As a loading control, protein analysis of β-actin expression was performed using the same samples as previously mentioned. Accordingly, the membrane was stripped by incubation in 30 ml of Restore Western Blot Stripping Buffer (Pierce Biotechnology) for 15 minutes at room temperature and then washed. Subsequently, the membrane was incubated with mouse monoclonal β-actin antibody (Abcam, Cambridge, MA) followed by antimouse-HRP-conjugated secondary antibody (BD Pharmingen, Franklin, NJ).

Virus biodistribution. Transduction efficiencies of neonatal mouse liver after vector administration of the LacZ reporter gene were determined by real-time PCR.46 A two-primer real-time PCR was performed (LacZ forward: 5′-CCC AAC TTA ATC GCC TTG CA-3′; LacZ reverse: 5′-GCG GGC CTC TTC GCT ATT-3′) using Platinum SYBR Green (Invitrogen) for 40 cycles (95 °C for 15 seconds, 60 °C for 1 minute) after denaturing for 10 minutes at 95 °C. A standard curve ranging from 102 to 107 copies of LacZ per cell was generated by serial dilution of plasmid pEF1/Myc-His/LacZ (9.2 kb) (Invitrogen) in TE and genomic DNA. As an internal control, a β-actin qPCR was also performed. A two-primer real-time PCR (β-actin forward: 5′-GTG GGC CGC TCT AGG CAC CA-3′; β-actin reverse: 5′-CGG TTG GCC TTA GGG TTC AGG GGG-3′) using Platinum SYBR Green (Invitrogen) was performed for 40 cycles (95 °C for 15 seconds, 59 °C for 10 seconds, and 72 °C for 15 seconds) after denaturing for 10 minutes at 95 °C. Relative expression ratios of β-actin were used to correct for sample variability.
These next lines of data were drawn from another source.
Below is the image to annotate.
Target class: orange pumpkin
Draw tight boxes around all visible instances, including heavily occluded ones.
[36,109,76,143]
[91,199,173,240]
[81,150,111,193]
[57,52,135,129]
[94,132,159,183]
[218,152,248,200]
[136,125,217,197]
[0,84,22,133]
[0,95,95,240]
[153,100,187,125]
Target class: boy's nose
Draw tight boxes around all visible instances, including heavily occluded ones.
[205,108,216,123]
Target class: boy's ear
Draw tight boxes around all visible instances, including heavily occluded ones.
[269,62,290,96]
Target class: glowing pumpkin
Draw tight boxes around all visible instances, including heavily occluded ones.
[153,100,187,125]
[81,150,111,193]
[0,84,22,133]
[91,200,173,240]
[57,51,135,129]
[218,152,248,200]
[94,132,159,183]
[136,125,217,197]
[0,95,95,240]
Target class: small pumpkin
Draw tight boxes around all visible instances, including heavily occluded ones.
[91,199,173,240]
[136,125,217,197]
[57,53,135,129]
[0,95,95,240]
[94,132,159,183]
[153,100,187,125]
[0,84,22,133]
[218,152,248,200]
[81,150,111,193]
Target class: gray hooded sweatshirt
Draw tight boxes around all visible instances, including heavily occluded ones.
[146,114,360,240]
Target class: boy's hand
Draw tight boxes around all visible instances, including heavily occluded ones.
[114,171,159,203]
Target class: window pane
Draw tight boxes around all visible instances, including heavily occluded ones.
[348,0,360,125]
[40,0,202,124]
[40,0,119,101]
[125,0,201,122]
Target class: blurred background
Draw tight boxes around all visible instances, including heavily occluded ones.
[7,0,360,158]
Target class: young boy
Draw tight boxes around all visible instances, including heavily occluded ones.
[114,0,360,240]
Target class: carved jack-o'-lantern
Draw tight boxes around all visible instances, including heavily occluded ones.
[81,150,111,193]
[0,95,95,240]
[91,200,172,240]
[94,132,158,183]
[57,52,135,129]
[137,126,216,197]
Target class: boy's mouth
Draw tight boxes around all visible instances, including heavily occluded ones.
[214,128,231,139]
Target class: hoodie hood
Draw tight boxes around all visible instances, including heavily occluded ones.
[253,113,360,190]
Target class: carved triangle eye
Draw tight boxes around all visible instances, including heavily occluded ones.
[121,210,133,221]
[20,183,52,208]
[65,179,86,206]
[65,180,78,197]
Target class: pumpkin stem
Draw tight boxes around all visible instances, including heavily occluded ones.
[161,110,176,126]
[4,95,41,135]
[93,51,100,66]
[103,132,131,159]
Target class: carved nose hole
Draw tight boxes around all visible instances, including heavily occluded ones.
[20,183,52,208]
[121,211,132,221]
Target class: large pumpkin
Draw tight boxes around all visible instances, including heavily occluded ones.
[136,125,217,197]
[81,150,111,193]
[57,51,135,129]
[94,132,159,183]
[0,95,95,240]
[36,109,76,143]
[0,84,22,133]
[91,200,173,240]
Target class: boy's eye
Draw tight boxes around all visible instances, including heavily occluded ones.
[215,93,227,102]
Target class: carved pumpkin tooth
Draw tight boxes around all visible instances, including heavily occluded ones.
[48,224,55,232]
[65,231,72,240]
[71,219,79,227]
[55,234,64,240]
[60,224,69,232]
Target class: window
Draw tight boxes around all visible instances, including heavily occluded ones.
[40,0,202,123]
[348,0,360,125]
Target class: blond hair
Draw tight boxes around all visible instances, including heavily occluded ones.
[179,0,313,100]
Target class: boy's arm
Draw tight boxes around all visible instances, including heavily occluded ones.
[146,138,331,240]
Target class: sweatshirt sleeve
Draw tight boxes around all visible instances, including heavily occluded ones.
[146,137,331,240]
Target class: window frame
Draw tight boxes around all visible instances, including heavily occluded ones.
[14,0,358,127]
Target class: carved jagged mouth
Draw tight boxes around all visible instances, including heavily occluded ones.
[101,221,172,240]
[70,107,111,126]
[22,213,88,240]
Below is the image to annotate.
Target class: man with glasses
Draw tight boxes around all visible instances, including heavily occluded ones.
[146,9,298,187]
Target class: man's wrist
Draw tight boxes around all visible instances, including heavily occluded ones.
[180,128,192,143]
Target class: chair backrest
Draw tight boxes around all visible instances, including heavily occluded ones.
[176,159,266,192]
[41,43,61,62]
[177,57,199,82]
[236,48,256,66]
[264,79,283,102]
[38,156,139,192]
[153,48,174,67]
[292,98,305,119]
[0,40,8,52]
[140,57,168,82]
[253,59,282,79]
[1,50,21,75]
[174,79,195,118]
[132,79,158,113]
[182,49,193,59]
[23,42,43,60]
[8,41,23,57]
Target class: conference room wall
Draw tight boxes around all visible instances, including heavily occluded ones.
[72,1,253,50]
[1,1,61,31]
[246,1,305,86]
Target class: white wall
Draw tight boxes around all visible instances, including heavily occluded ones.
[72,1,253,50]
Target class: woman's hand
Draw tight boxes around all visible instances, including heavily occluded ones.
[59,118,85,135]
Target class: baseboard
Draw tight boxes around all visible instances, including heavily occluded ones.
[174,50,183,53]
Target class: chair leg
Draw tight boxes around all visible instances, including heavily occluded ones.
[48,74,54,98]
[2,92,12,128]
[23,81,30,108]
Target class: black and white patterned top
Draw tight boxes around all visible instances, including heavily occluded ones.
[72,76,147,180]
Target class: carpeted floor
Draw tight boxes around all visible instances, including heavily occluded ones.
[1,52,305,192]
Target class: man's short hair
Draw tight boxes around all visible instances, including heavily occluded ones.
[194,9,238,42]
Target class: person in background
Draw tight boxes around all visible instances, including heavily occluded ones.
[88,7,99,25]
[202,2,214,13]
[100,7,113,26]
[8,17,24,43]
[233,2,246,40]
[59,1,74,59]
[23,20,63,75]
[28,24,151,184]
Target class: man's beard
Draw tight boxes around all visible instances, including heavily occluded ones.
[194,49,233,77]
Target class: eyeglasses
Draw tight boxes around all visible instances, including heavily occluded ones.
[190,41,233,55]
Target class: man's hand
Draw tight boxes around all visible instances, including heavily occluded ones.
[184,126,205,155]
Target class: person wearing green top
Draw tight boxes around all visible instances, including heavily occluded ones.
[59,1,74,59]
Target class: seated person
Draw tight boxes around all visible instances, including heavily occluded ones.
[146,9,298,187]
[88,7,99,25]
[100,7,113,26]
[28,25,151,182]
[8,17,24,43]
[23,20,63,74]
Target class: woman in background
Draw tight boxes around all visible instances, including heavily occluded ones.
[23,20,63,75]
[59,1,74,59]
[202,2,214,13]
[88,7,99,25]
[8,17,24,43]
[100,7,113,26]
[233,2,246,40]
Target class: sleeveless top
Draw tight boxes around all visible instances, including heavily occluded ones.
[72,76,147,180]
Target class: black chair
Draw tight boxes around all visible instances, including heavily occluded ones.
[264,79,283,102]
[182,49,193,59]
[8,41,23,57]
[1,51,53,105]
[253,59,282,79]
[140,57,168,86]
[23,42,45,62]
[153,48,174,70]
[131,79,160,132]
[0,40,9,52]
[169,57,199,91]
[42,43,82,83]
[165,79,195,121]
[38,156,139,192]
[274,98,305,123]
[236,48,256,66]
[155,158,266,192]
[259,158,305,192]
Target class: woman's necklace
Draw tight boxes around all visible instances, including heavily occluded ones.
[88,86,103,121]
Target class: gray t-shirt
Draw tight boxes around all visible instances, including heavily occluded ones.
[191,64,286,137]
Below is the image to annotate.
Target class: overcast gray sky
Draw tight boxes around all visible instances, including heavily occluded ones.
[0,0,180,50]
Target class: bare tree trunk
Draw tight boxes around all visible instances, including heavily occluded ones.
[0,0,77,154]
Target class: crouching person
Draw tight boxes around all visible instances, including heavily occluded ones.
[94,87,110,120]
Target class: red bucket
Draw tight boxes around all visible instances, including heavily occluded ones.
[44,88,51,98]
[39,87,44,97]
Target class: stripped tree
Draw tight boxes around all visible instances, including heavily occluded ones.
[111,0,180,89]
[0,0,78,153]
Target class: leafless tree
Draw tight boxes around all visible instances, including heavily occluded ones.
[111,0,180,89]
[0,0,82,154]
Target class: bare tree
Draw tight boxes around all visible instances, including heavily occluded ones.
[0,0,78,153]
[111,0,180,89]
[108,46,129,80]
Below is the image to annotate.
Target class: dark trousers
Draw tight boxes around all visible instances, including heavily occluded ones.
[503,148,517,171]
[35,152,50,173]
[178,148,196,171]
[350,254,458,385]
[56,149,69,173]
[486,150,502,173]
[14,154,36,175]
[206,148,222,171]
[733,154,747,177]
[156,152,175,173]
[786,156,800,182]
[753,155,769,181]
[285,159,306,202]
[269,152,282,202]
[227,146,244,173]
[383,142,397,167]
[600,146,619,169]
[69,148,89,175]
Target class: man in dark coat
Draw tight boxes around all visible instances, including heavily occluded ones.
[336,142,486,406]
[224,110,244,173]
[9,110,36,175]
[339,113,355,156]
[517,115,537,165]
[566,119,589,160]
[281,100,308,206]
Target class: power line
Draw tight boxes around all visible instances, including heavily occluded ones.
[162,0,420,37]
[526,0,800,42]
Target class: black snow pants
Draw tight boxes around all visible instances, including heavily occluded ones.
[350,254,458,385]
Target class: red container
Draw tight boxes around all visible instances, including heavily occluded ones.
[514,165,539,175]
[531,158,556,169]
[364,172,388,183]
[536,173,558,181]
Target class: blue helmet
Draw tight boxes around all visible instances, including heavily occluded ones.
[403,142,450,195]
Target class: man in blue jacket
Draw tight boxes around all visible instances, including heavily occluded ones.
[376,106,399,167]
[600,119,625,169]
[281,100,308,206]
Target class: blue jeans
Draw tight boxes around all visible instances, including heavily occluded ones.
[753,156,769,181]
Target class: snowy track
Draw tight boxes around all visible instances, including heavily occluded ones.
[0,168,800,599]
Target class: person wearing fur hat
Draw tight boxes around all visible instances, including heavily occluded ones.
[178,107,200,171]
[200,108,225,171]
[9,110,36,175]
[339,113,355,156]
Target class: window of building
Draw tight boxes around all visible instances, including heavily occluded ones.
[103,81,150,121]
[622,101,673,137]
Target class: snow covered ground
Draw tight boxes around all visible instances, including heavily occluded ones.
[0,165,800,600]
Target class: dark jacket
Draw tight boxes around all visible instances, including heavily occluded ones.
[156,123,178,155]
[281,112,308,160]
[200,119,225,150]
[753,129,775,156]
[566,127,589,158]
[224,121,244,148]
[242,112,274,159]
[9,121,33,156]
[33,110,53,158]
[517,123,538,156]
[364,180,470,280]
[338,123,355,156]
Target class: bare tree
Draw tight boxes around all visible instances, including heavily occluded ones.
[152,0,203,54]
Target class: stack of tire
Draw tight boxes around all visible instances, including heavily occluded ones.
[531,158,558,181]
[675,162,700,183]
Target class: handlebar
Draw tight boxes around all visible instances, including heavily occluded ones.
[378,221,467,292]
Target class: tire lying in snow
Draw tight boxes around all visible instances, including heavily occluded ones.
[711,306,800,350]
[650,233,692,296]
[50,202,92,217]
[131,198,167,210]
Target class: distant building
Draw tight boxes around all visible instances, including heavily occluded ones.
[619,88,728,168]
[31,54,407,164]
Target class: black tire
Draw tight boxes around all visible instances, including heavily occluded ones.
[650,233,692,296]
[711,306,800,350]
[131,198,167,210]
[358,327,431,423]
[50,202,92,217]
Viral expression in liver. X-gal staining was performed on 5-µm tissue sections to determine location of hepatic expression. Tissues were fixed and slides were placed in X-gal solution overnight at 37 °C, as previously described.19 Tissues were counterstained with hematoxylin (Sigma Chemical, St Louis, MO).

Viral mRNA expression was determined by RT-qPCR. After isolating RNA and synthesizing cDNA as previously discussed, real-time PCR was performed using the same LacZ primers and conditions described. For the qPCR, 2 µl of the RT-product was utilized.

Determination of arginase levels. Arginase activity of lysates was measured by a colorimetric assay described previously.30 Briefly, the livers were homogenized in 40 µl of 0.1% Triton X-100 and HALT protease inhibitor cocktail per mg tissue. 10 µl of lysate was diluted with water to a final volume of 100 µl, and added to 100 µl of 25 mmol/l Tris-HCl (pH 7.5) and 20 µl of 10 mmol/l MnCl2. Arginase was activated by heating the sample at 56 °C for 10 minutes. 100 µl of 0.5 mol/l L-arginine (pH 7.9) was added and incubated at 37 °C for 1 hour. The conversion of arginine to urea was stopped by the addition of 900 µl of acid mix [1:3:7 mixture of H2SO4 (96%):H3PO4 (85%):water]. 40 µl of 9% 1-phenyl-1,2-propanedione-2-oxime (ISPF) dissolved in ethanol was added and heated to 95 °C for 30 minutes for color development. Each sample was diluted 1:6 with water and 200 µl measured for absorbance at 540 nm. Urea standards ranging from 0.03 to 0.5 µmol were used to create a calibration curve for each assay. To normalize the arginase activity measured, as previously mentioned, the total protein content was then assayed using the Lowry-based assay (Bio-Rad), as described.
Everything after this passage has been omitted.